Angola, Botswana, Comoros, Democratic Republic of the Congo, Eswatini, Lesotho, Madagascar, Malawi, Mauritius, Mozambique, Namibia, Seychelles, South Africa, United Republic of Tanzania, Zambia, and Zimbabwe comprise the Southern African Development Community (SADC). This group of countries is generally referred to as Southern Africa

Furthermore, given that Zimbabwe is a landlocked country, it is now placed 160 out of 171 on DHL’s Global Connectedness Index 2022. This ranks it lower than all of its neighbors, as well as destitute Sub-Saharan African countries like Sierra Leone and Gabon.

These ideas should be adopted by the US Embassy in Harare.
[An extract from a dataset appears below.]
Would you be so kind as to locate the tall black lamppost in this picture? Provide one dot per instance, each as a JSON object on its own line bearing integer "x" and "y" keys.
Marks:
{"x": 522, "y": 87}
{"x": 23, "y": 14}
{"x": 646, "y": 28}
This would allow us to envision the “growth hub for southern Africa” as a SADC member state that is highly networked with other SADC member states via links that promote positive change in volume of output or real spending or income of their populations.

The ICS Zimbabwe should include a clear explanation of why it is (or is not) in the US national security and foreign policy interests for Zimbabwe to become an economic center for Southern Africa.
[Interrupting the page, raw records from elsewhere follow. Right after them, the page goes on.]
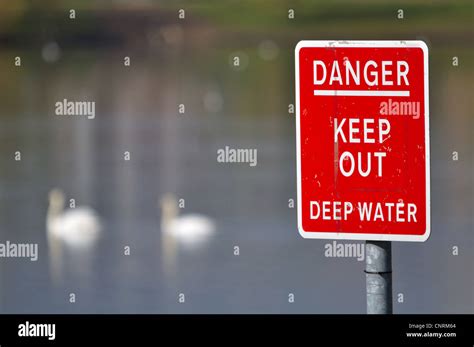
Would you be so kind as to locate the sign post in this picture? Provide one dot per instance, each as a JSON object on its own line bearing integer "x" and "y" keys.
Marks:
{"x": 362, "y": 123}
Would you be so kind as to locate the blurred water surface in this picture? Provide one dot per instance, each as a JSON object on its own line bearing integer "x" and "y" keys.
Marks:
{"x": 137, "y": 111}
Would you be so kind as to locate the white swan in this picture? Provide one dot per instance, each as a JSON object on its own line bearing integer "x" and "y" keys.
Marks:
{"x": 190, "y": 231}
{"x": 77, "y": 228}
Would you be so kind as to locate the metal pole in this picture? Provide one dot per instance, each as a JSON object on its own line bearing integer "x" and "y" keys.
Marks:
{"x": 378, "y": 274}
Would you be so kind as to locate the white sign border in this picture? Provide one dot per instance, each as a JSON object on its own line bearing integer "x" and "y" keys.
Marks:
{"x": 358, "y": 236}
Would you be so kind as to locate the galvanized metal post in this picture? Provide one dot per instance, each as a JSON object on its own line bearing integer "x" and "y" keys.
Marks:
{"x": 378, "y": 272}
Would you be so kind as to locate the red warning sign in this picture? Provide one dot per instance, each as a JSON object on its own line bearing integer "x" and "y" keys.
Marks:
{"x": 363, "y": 140}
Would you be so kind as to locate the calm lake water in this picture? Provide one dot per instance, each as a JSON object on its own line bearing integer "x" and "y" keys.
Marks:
{"x": 137, "y": 111}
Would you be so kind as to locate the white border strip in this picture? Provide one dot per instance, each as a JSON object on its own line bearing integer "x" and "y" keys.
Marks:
{"x": 356, "y": 236}
{"x": 361, "y": 92}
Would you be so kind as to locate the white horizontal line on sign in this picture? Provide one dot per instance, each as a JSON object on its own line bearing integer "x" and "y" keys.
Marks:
{"x": 362, "y": 92}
Zimbabwe’s leadership has strong links with major-power rivals and other authoritarian revisionist governments that have indicated a clear ambition to disrupt the international order. According to the ICS Zimbabwe, China has “expanded its influence” in Zimbabwe, giving Beijing “near-unfettered access to Zimbabwean natural resources,” particularly basic minerals vital to the global clean-energy transition.

Simultaneously, the ICS claims that the Zimbabwean economy is now serving a privileged few, including the president, his family, top military officers, and a tiny number of elite governing party and private sector actors.

In this context, it is necessary to define the conditions under which Zimbabwe’s transformation into a growth hub for Southern Africa would contribute to local job creation, greater transparency, local economic development, citizen empowerment, gender equality, climate-smart solutions, and improved labor and environmental standards, among other things.

Simultaneously, conditions must be identified under which Zimbabwe’s transition into an economic center for Southern Africa would complement the administration’s objective of focusing on transnational dimensions of corruption.

Ordinary Zimbabweans would not gain greatly from the country’s transition into a regional business powerhouse. It might very well encourage the rise of corruption and exacerbate the country’s existing huge imbalances.

The US Embassy in Harare, in collaboration with appropriate US government departments and agencies, should develop a roadmap for American and Zimbabwean policymakers that depicts a strategic pathway for transforming Zimbabwe into a growth hub for Southern Africa while also advancing US national security in a way that promotes both US national security and foreign policy goals, as well as SADC economic growth and opportunity.

This roadmap should clearly outline the resources, actions, outputs, short-term targets, and long-term goals that would achieve a “shared vision of a better, more sustainable, healthier, and more prosperous future” by converting Zimbabwe into a Southern African economic center.

The transformation of Zimbabwe into a regional development hub would be a resource-intensive, long-term aim that would need political and fiscal backing over a period of time that would certainly outlast the life of a single ICS.